Wednesday, 29 February 2012

Ding dong bell there’s a Blue Bull in the well!

Aishu explains that sometimes it's not just bears that need rescuing...

As well as caring for the hundreds of rescued dancing bears at our centres in Agra, Bannerghatta and Bhopal, our partners at Wildlife SOS are on call 24/7 to respond to all kinds of wildlife emergencies.

On 18 Feb they rescued a Blue Bull, otherwise known as a Nilgai, from a 15 foot deep disused well close by a wheat field. It was near the village of Runkuta in the state of Uttar Pradesh, about 50 kms from our Agra centre.

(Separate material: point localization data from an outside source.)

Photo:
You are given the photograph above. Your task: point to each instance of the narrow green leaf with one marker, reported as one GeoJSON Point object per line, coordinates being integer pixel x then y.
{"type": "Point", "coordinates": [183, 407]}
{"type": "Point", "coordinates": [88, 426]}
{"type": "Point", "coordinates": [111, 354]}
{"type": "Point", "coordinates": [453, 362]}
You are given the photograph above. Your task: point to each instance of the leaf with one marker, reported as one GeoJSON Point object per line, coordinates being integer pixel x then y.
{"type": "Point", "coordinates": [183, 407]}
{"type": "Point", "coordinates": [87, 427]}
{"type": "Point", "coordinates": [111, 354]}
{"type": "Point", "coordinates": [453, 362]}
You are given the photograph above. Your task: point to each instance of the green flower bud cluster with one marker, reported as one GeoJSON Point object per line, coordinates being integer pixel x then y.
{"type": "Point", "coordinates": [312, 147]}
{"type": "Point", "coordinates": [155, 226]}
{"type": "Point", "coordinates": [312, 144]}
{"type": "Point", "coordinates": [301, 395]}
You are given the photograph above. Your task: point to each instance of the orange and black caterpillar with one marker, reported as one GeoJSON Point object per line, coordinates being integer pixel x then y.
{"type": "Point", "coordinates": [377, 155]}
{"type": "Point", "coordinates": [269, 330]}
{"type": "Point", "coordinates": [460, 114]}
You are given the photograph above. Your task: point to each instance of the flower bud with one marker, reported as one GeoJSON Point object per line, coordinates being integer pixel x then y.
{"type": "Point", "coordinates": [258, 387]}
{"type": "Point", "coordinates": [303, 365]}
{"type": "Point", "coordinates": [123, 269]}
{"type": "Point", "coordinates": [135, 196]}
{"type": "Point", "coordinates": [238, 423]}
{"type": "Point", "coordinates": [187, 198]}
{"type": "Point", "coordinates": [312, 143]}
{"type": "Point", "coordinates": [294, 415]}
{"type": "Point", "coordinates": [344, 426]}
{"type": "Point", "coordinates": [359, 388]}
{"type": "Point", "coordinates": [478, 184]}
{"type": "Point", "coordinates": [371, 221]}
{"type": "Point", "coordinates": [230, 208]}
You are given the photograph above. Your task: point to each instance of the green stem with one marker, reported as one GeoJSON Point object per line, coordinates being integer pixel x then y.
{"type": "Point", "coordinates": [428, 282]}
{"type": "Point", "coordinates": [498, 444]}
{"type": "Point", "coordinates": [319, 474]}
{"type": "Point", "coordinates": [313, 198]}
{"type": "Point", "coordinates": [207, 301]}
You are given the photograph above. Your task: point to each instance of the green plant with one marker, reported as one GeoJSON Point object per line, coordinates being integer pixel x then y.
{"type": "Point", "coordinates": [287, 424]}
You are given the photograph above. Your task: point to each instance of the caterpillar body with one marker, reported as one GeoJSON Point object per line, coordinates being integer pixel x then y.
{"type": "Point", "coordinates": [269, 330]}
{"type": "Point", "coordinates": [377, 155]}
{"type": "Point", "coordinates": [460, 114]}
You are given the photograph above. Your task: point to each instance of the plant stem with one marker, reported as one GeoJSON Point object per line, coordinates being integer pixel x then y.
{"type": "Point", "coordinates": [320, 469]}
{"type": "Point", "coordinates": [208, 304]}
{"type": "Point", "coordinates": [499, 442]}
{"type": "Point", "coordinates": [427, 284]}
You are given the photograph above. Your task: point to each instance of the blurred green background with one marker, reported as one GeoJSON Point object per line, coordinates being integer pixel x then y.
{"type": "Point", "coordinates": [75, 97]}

The team went to check on the state of the bull on the night it was discovered and left some fodder for it. Then they returned at sunrise with the rescue equipment. They examined the animal, carried out the rescue operation, checked once more that it was free from injury and then set it free – job done! All in a day’s work for the rescue team, but the Blue Bull had a lucky escape thanks to them. Let’s hope he looks where he’s going in future!

Monday, 27 February 2012

Introducing Valmiki

Wildlife correspondent Aishu Sudarshan, tells us about Valmiki, who is living happily at the Agra Bear Rescue Facility. 
When Valmiki arrived as a 3 year old male bear after being rescued from a Kalandar in Nepal, he was dehydrated, pitifully thin and with a sparse, dull coat. On the way over to the Agra Bear Rescue Facility, he managed to remove the rope that went through his muzzle –a symbolic gesture if ever there was one! He was friendly and cooperative, seemingly fully understanding that we were here only to help him and make him get better. 
It has been a year and a half since Valmiki arrived and we are just so glad he is here. His appetite has shown drastic improvement because he went from being a frail 60 kilo bear to the 102 kg weight he is today. Titli bear is his best friend and you will watch them both fighting for hammock space and digging the ground intently. Valmiki loves climbing and keeps juggling between the climbing frames and the trees. If there is one thing his keeper, Gopal, tells us it is that he eats extremely fast and is always given a second helping. If he isn’t given one you will hear continuous calling, grunting and nudging to get Gopal’s attention.  
We are delighted that now Valmiki’s muzzle has healed, his coat is fluffy and thick and he is safely vaccinated against diseases.  It warms our hearts to see him running around, climbing trees, stealing watermelons and just being a beautiful boisterous bear!